Par exemple, un commerçant venu d’une autre ville achète à Sujiatun[1] des matières coûtant plus de dix mille yuans. Par prudence, il propose de passer le contrat de vente devant le notaire qui contrôlera le crédit de l’entreprise cocontractante. Le notaire reçoit les deux parties et examinant le dossier, leur conseille de déposer le montant des marchandises sur le compte de l’étude. Quand les marchandises sont expédiées, l’étude versera, comme convenu, les fonds sur le compte du fournisseur. Mais les deux parties refusent cette proposition. Une semaine après, le commerçant revient à l’étude tout en geignant : le représentant commercial du fournisseur a escroqué son argent et se disparu. Il est allé à l’entreprise du fournisseur et on lui a dit que l’on cherchait aussi cet employé. Or, parce qu’il s’agit de l’action d’un individu, la responsabilité de son entreprise ne sera pas engagée. Le directeur général du fournisseur, qui vient à l’étude avec le commerçant, a sermonné son collaborateur : « Pourquoi ne faire pas passer les fonds par le compte de l’étude, comme l’a conseillé le notaire? »

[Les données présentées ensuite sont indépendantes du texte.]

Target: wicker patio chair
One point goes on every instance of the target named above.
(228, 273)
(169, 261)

En 2005 : la mise en œuvre de l’Intranet notarial
L’authentification du testament, acte courant établi par notaire, a posé néanmoins des difficultés particulières. Par exemple, une personne âgée a fait authentifié son testament par notaire. Après son décès, le fils aîné a présenté un deuxième testament alors que les autres enfants pouvaient aussi en détenir d’autres. Evidemment, c’est le dernier testament authentique en date qui sera retenu. Mais les enfants du défunt, dans la plupart des cas, hésitent à coopérer avec le notaire intervenant dans le dossier. Pour vérifier l’existence éventuelle d’autres testaments authentiques, le notaire a dû rendre visite à tous les enfants et auprès de toutes les autres études. En juin 2005, le Ministère de la Justice a lancé dans 10 villes pilotes, dont Shenyang, l’installation d’un réseau intranet notarial. L’Intranet notarial de Shenyang a été mis en œuvre au bout de trois mois. Grâce à ce réseau, les notaires sont sortis de ce type de difficulté. En réalisant l’informatisation des processus de travail du notaire, tels que le contrôle préalable, l’approbation, la délivrance de l’acte et l’archivage, l’intranet a permis de réduire les délais de traitement, augmenter l’efficacité et la qualité de l’acte, et ainsi, rendre un meilleur service aux citoyens.